PROJECT SUMMARY/ABSTRACT
UniProt is one of the foundational resources for understanding the molecular details of the inner life of the cell.
As a hub for knowledge of protein sequence and function, UniProt organizes knowledge from biomedical
literature, integrates datasets with curated knowledge, and serves as an exemplar FAIR and TRUST resource
reused by hundreds of other data resources. The Common Fund (CF) program brings together diverse
collections of valuable biomedical data, yet still needs to be connected with the major data repositories
ecosystem to uncover its full potential for discovery and innovation. In this application we will strengthen the
protein-centric connectivity of UniProt to multiple CF Data Coordinating Centers (DCCs) and the Data Resource
Center (DRC) in the Common Fund Data Ecosystem (CFDE), and will collaborate with two CF DCCs, the
Knockout Mouse Phenotyping Program (KOMP2) and the Cell Maps for AI (CM4AI) Project of the Bridge to
Artificial Intelligence (Bridge2AI) Program. The collaboration will support CFDE data integration and reuse, while
building new capabilities to interrogate and understand complex biological systems and cell networks for deeper
understanding of responses to perturbations at the systems level. To foster biomedical discovery through the re-
use of CF data and enable novel scientific research that was not possible before, we will increase the connectivity
and data integration between UniProt and CF datasets. We will create a new form-based mechanism to link with
CF data resources, starting with several already identified for targeted integration. We will extend the UniProt
mapping service, allowing researchers to identify data of interest through protein-centric search and promote
interoperability at the protein level across the CF ecosystem. We will develop new tools, APIs and workflows
with easy access and navigation for researchers to interrogate and understand complex biological systems and
cell networks. It will allow seamless bidirectional navigation of data from whole subcellular systems to functional
pathways and interacting proteins and vice versa. We will hold annual workshops to broaden collaborations with
the CFDE and engagement with the research community. We will incorporate user feedback throughout the tool
development lifecycle and implement an integration plan with the CFDE for dissemination and long-term
sustainability. We aim to understand systems-level responses to perturbations through genotype-phenotype
mapping and metabolic and signaling network discovery.
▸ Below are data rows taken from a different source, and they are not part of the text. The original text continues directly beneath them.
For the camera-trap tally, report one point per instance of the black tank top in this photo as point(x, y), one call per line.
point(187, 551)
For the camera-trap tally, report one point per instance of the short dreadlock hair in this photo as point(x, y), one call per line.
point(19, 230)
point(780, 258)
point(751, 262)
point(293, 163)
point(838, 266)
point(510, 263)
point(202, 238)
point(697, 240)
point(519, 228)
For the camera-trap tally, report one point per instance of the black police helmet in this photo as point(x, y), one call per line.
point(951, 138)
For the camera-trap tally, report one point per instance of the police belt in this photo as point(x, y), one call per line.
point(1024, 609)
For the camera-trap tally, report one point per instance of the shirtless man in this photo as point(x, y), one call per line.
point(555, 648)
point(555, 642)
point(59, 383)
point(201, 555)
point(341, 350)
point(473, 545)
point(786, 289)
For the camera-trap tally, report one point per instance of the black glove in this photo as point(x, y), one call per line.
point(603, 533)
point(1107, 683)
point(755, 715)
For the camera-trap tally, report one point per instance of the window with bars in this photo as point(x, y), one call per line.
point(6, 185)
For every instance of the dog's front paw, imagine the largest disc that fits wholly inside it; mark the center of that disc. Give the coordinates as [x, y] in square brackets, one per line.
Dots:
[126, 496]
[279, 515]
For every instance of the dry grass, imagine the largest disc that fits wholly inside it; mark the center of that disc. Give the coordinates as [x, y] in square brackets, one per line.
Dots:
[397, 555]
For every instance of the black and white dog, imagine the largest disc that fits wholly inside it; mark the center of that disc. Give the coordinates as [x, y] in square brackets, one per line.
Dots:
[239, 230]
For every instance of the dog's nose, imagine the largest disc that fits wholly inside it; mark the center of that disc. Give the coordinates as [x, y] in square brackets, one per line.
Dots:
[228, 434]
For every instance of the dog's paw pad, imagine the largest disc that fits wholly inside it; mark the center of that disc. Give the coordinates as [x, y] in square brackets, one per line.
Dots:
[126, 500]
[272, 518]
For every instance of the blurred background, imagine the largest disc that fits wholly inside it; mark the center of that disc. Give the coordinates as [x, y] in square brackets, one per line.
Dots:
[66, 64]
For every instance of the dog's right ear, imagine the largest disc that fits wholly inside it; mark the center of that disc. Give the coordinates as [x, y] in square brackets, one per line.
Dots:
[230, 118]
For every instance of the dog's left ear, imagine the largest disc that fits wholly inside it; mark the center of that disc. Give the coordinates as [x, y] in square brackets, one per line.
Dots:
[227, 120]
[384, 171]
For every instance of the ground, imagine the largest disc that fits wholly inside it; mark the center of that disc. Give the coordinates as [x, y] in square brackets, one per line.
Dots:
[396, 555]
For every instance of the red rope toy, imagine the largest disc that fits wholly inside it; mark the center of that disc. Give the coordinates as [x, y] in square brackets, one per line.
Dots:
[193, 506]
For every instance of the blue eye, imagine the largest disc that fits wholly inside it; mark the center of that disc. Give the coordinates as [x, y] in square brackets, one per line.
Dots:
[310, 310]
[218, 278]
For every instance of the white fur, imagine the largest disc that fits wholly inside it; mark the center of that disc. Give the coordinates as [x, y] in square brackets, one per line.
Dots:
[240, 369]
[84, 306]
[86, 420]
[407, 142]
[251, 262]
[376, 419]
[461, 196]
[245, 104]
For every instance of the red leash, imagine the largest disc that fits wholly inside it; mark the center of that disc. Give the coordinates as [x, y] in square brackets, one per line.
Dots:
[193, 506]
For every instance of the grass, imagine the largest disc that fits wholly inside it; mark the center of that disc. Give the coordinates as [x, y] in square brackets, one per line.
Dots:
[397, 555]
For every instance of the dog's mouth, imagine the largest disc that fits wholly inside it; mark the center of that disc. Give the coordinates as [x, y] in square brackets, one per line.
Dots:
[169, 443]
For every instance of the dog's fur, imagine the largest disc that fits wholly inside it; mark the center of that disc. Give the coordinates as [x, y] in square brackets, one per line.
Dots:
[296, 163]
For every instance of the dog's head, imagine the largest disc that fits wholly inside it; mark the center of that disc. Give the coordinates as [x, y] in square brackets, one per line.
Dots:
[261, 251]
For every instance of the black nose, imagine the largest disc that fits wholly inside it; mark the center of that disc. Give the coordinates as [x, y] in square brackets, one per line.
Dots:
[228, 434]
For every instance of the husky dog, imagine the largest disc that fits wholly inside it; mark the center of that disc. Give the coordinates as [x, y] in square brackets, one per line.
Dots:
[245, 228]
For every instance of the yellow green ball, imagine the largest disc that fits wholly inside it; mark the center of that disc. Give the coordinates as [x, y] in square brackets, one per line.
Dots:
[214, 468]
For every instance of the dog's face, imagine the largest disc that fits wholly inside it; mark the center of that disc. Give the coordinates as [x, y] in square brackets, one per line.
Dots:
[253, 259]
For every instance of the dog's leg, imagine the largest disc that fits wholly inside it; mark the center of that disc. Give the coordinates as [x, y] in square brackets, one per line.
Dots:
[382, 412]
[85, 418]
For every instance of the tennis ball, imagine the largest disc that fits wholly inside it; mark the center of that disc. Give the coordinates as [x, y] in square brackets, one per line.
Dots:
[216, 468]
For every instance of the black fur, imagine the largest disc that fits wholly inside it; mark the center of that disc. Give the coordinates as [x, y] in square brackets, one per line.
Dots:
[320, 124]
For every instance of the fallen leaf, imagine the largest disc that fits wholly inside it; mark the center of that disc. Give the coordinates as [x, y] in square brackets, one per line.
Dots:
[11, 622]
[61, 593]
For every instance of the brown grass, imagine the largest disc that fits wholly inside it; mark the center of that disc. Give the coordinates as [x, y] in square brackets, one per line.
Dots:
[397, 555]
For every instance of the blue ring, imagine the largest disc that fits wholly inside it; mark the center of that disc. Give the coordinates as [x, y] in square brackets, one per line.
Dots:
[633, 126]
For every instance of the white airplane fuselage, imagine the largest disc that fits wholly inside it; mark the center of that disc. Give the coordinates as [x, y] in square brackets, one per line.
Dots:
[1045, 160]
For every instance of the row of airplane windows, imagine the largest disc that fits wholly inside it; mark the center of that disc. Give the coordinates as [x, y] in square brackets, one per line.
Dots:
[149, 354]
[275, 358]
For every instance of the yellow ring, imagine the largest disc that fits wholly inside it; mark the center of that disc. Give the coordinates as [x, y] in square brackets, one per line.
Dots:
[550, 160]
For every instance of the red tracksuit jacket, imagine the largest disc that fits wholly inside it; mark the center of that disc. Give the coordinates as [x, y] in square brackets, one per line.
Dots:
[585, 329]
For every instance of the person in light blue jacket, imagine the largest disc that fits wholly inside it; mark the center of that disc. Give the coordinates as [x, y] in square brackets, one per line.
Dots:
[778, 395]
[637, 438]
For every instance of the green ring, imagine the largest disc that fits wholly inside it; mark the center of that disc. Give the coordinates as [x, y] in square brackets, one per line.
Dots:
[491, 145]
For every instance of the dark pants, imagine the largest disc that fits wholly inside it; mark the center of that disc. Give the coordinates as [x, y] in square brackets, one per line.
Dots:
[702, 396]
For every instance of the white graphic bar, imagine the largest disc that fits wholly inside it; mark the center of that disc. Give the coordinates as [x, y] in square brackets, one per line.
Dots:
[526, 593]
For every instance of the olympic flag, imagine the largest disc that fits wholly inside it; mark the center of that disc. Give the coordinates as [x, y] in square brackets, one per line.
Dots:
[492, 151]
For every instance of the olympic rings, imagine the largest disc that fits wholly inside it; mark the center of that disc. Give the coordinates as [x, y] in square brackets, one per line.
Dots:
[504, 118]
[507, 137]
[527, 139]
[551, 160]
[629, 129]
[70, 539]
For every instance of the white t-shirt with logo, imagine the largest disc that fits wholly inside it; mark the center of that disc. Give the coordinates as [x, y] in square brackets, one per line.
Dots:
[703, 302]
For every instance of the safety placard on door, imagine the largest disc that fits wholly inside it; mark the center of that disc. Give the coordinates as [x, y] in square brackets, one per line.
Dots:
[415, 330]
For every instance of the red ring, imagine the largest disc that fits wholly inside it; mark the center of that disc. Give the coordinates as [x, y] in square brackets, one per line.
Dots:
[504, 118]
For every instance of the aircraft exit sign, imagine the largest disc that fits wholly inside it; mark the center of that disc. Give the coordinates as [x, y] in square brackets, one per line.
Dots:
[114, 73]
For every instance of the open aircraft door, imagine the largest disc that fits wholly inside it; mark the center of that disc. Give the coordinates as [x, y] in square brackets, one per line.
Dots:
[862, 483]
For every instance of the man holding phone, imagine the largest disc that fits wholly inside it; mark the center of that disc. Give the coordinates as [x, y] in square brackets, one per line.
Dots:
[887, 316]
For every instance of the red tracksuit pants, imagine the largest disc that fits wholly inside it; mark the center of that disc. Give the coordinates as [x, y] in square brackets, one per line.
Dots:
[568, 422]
We will integrate relevant datasets, tools, and literature
and extend our knowledge graph learning algorithm for link prediction in a drug discovery use case. We will build
customized knowledge graphs with various use scenarios, incorporating scientific questions from the
demonstration project and user engagement. This UniProt-CF partnership will support functional genomics
towards fundamental biological systems understanding and the development of new diagnostics and therapies.